7. Eberhard Weber, "Sand Glass"
Yellow Fields, 1975, è il grande e classico disco per la Ecm in cui il bassista e compositore Eberhard Weber, poi colonna dei lavori di Jan Garbarek, struttura il nucleo forte dei suoi Colours, jazz rock di grande raffinatezza: con Charles Mariano ai fiati, Reier Brüninghaus alle tastiere, Jon Christensen alla batteria. Questa è la lunga e sognante "Sand Glass".

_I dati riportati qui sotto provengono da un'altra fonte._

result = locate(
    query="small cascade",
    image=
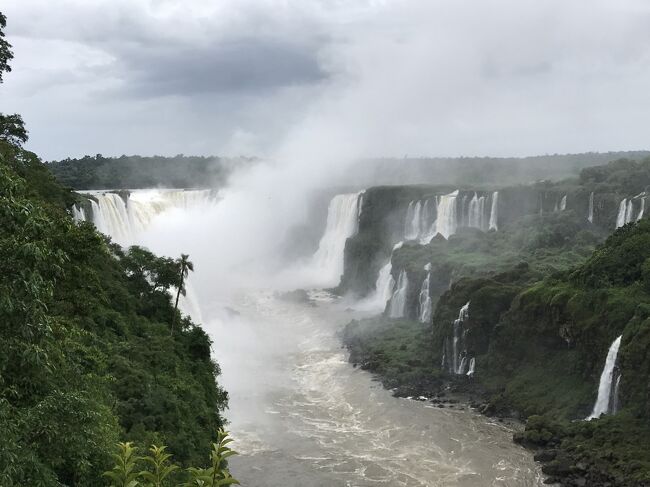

8. Charlie Mariano & The Karnataka College of Percussion, "Varshini"
Nel 1983 esce il disco Jyothi, con Charlie Mariano e l'indiano Karnataka College of Percussion, incontro tra giganti quasi indicato dal destino che può contare, anche, sulla vertiginosa voce melismatica di R.A. Ramamani. Il contralto di acendenza parkeriana è diventato uno spericolato strumento di mediazione e connessione con le culture “altre” che avvolgono l’Occidente. A Bird questo "Varshini" sarebbe piaciuto.
9. Rabih Abou Khalil, "Sahara"
L’interesse a tutto campo per le musiche dal mondo di Mariano, fertilizzato dalla permanenza negli Embryo, lo porta sempre più lontano. Questo brano, "Sahara", è una collaborazione con il favoloso suonatore di oud libanese Rabih Abou Khalil nel disco Blue Camel, 1992. Con Steve Swallow, Kenny Wheeler, Ramesh Shotam, Milton Cardona, Nabil Khaiat.
10. Charlie Mariano, "Summertime in Venice"
1998: esce per Timeless An American in Italy, titolo con evidente autoironia, per un ragazzo di Boston con i genitori dal Sud d’Italia. "Summertime in Venice" è una splendida ballad in cui Charlie Mariano mostra che, se vuole, può recuperare il fraseggio immaginifico delle sue ormai lontane origini canonicamente jazz, con una deliziosa punta asprigna.